La ragione di questo movimento di “fuga” dalla meraviglia originaria è insita nella
sua stessa “ombra” che è già rintracciabile, secondo Severino[iii],
proprio nell’etimo della parola thauma (meraviglia) che, nel suo
significato originario, indica “angosciante stupore” e “terrore”. L’uomo,
insomma, riordina il cosmo attorno a lui per paura dell’ignoto, perché avverte
l’incommensurabile abissalità della sua condizione. Seguendo Ronchi[iv],
possiamo dire che il pensiero occidentale è stato dominato da questa idea
antropocentrica della meraviglia, costruita sul rapporto soggetto/oggetto, basato
sul distacco dal livello vitale – immanente all’esistenza – a favore di
rappresentazioni trascendenti, il cui modello primo è l’idea platonica. Addirittura
la filosofia, nei suoi esiti fenomenologici, è divenuta una riflessione sulla
coscienza umana, sul suo modo di meravigliarsi, una sorta di «meraviglia alla
seconda»[v].
C’è, insomma, una meraviglia che è il prologo dell’azione sistematizzante del logos,
il quale riordina il cosmo a misura umana. Una meraviglia che è tale solo nello
stato nascente, e che è subito catturata dalla risposta rappresentativa che ne
fa “sistema-mondo”, ne spegne il mistero.
Ma allora, esiste un’altra meraviglia, un fuoco dello
stupore che non è immediatamente spento dall’azione codificante del logos?

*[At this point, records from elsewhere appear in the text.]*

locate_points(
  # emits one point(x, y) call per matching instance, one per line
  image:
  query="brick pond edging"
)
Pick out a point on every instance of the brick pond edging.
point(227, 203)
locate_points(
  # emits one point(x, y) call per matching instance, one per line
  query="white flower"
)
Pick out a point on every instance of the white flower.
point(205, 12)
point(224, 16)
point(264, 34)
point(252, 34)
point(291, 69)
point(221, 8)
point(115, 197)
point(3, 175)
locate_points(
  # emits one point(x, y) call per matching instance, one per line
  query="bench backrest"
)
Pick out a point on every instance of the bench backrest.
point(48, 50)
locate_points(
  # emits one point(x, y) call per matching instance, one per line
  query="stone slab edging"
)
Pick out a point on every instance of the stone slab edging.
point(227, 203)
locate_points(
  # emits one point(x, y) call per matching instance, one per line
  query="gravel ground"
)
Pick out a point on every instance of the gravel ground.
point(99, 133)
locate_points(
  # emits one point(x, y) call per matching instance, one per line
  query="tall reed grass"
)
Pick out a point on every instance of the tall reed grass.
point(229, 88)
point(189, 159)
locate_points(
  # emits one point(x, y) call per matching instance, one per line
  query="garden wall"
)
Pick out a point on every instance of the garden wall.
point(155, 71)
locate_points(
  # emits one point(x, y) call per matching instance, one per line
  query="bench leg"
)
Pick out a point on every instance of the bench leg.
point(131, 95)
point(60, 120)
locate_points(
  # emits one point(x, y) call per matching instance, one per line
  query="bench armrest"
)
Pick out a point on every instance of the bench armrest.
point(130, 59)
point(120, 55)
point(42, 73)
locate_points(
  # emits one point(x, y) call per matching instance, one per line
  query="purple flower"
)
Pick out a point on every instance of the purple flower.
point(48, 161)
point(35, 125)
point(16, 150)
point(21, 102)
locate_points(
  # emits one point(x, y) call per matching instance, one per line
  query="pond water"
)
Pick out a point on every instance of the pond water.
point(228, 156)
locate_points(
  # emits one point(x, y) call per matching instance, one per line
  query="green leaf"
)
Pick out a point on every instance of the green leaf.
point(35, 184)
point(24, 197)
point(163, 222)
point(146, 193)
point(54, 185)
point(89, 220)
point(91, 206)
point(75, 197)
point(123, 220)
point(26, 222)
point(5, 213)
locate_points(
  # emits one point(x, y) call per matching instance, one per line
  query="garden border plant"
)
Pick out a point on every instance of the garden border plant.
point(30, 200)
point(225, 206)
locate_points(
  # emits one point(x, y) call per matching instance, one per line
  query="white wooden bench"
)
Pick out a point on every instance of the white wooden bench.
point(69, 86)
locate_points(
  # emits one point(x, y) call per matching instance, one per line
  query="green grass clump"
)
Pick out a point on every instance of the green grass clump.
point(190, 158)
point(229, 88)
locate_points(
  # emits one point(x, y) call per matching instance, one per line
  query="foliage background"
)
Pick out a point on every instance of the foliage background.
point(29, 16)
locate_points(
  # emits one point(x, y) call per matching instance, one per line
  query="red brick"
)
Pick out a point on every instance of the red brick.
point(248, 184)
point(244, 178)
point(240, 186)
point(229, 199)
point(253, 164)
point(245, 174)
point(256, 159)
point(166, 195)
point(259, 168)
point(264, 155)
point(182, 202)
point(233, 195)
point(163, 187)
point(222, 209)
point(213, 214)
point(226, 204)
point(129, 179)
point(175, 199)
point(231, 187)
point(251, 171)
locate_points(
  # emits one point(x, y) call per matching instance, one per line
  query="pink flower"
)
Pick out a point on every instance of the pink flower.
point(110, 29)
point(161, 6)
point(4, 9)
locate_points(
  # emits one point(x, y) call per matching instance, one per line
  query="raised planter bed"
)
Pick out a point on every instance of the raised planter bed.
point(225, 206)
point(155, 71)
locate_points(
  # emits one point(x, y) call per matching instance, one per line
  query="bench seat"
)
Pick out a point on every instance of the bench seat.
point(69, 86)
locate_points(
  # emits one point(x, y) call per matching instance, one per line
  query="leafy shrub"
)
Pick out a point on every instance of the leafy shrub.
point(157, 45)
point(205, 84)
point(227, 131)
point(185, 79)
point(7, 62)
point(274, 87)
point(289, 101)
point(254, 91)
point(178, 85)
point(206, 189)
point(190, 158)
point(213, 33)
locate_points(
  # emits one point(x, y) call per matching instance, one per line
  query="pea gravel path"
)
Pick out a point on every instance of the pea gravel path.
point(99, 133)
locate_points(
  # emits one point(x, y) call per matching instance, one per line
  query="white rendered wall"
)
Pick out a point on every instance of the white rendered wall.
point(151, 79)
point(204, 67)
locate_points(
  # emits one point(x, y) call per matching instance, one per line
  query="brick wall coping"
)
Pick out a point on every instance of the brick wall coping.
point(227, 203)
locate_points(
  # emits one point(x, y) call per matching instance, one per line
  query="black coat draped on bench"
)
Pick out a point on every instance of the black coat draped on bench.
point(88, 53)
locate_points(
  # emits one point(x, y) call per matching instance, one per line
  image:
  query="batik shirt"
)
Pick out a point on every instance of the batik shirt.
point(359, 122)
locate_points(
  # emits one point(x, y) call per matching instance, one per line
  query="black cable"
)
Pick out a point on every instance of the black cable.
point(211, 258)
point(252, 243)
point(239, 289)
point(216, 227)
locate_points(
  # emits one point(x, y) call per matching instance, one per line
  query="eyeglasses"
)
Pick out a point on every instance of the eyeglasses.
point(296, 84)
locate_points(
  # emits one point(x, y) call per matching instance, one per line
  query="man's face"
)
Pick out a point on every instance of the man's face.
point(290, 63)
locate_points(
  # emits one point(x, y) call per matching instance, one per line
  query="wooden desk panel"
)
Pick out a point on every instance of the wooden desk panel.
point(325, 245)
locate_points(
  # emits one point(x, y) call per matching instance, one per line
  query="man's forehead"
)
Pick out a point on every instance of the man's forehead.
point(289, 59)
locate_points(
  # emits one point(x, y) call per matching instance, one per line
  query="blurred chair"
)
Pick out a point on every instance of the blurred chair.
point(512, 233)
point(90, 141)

Seguendo ancora Ronchi, rintracciamo una formula greca molto vicina a thaumazein:
è il thaumaston, il meraviglioso, ciò che stupisce e sorprende. Di fatto
questa parola non è che una variante grammaticale di thaumazein, ne ha
la stessa radice thauma. Non esprime l’azione del meravigliarsi, come thaumazein,
ma il carattere di ciò che è meraviglioso. Ma opporre thaumaston a thaumazein
non ha un senso linguistico bensì strettamente filosofico, anche se possiamo
osservare che già il passaggio dal verbo thaumazein all’aggettivo thaumaston
indica un percorso di fuoriuscita dall’antropocentrismo: dal paradigma “io mi
meraviglio” a quello “c’è del meraviglioso”. Ronchi associa il termine thaumaston a
un passaggio fondamentale del Parmenide, il dialogo platonico più
complesso e indecifrabile, nel quale Platone sembra fare i conti con i limiti
del suo approccio idealista, con le difficoltà connesse proprio a quel famoso
“strappo” zambraniano. Il passaggio è quello in cui Socrate dice che se
qualcuno gli dimostrasse: «che ciò che è Uno, proprio per questo stesso è
molti, e che ciò che è molti è Uno, di questo mi meraviglierei davvero[vi]».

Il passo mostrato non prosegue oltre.